Il fatto è che con quei Paesi la Germania aveva interessi ben precisi: la Francia è certo un peso massimo della Ue e non conveniva inimicarsela con un brusco no, è troppo utile quando le fa da sponda per dirigere l’Europa delle banche (vedi la battaglia per ammorbidire Basilea 3); la Spagna correva pericoli seri di default e, se fosse crollata, per prime sarebbero saltate le banche tedesche che avevano in pancia centinaia di Mld di € di crediti inesigibili, occorreva salvarla e prender tempo perché riuscissero a disfarsene scaricandoli sull’Eurozona tramite i meccanismi della Bce; all’Olanda non poteva fare lo sgarbo, dopo che era stata sua fedele scudiera per tanti anni, e poi rientra pur sempre nell’area allargata del vecchio Marco. Resta l’Italia, e sbarrando la strada a lei a titolo di monito, chiuderebbe la porta in faccia a tutti gli altri, e pensa d’averla vinta facile.

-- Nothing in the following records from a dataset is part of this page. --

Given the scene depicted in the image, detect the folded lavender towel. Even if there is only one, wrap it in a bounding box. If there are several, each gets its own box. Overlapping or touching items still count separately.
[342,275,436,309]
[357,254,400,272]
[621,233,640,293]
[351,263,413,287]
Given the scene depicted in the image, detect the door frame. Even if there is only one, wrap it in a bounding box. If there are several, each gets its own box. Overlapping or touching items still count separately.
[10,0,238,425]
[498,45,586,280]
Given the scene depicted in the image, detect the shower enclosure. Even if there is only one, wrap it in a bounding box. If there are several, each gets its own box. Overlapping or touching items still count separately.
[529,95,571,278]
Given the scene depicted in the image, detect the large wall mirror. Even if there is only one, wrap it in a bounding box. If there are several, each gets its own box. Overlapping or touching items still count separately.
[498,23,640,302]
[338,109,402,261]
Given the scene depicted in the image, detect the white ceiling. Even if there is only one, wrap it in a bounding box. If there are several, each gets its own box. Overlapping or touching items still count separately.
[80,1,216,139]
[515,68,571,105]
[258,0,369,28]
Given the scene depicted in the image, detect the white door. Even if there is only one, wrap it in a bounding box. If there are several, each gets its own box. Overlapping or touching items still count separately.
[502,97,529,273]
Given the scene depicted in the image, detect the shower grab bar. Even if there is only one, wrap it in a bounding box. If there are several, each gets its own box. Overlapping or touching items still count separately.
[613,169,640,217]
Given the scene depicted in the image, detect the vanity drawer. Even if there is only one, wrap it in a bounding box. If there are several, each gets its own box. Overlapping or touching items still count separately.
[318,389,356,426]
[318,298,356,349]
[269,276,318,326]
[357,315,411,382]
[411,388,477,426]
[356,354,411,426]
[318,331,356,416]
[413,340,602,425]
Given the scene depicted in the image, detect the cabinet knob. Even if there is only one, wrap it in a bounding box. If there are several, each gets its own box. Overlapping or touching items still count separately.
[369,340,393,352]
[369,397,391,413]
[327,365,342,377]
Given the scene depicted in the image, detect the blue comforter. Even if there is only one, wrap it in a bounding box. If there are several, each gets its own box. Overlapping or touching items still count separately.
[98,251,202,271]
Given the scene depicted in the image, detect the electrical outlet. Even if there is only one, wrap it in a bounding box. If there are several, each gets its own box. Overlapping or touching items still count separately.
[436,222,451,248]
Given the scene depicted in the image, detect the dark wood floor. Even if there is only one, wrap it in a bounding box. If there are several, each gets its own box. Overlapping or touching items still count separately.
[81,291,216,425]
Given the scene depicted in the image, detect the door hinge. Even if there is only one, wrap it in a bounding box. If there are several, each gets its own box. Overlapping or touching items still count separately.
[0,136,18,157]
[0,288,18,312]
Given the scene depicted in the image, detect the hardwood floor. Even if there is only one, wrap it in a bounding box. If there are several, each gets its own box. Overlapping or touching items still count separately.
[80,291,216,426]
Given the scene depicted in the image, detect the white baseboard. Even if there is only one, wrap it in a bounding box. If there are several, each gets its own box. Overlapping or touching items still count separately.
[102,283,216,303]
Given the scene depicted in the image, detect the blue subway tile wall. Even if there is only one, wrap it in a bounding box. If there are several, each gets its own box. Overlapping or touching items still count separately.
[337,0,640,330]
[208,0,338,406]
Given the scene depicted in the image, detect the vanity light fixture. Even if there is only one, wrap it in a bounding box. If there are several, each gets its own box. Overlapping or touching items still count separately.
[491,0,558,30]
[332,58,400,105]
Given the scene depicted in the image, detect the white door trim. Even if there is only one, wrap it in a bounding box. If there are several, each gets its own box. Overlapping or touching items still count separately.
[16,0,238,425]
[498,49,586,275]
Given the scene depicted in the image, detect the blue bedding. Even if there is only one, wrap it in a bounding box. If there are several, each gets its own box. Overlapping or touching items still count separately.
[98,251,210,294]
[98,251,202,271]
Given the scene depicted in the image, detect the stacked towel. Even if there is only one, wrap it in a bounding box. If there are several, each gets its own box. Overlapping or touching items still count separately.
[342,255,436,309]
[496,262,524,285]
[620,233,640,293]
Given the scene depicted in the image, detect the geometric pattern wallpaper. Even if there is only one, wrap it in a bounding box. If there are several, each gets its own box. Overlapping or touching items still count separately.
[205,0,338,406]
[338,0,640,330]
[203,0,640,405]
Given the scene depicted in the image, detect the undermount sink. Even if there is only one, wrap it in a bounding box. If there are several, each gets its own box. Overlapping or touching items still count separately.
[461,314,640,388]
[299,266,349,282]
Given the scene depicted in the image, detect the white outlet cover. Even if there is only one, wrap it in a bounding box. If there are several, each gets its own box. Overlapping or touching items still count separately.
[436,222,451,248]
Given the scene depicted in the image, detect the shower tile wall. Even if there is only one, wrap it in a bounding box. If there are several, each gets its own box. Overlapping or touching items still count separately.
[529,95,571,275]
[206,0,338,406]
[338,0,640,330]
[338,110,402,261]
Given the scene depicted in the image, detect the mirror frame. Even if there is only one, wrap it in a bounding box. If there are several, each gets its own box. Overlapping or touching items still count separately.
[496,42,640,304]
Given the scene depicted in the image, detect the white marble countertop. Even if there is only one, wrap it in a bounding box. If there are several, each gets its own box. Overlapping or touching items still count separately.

Il fatto non è economico, ma tutto e solo politico: occorrerebbe da parte nostra un governo e un’opinione pubblica che fossero tali e si facessero sentire nei modi dovuti. Chi ci rappresenta a Bruxelles, da troppo tempo (diremmo ormai da generazioni) balbetta o fa sorridere quando non fa da complice ai traffici d’Oltralpe. Sicché, puntando sulle nostre debolezze, Frau Merkel conta di riprendersi in mano lo scettro del rigore per blandire il suo elettorato (ed accrescere ancora il peso che ha all’interno dell’Unione).

Sperare che il nostro governo e i nostri rappresentanti in Europa sappiano rispondere nei modi appropriati (che badate, non sono solo battere i pugni sul tavolo, ma trovare gli argomenti e le alleanza giuste in un ambiente di egoismi e di tecnocrazia spregiudicata)… beh… lasciateci dire che non ci speriamo granché.

Ma alla fine ci poniamo anche qualche domanda; primo: quando accadrà che qualcuno saprà sbattere in faccia alla Cancelliera gli enormi utili e gli spropositati privilegi che la Germania ottiene dall’Europa (leggi svalutazione competitiva per i suoi prodotti e rete di protezione per le sue banche ad esempio)?

Secondo, e per farla breve: fino a quando dovremo sopportare l’arroganza sfacciatamente interessata di Frau Merkel?!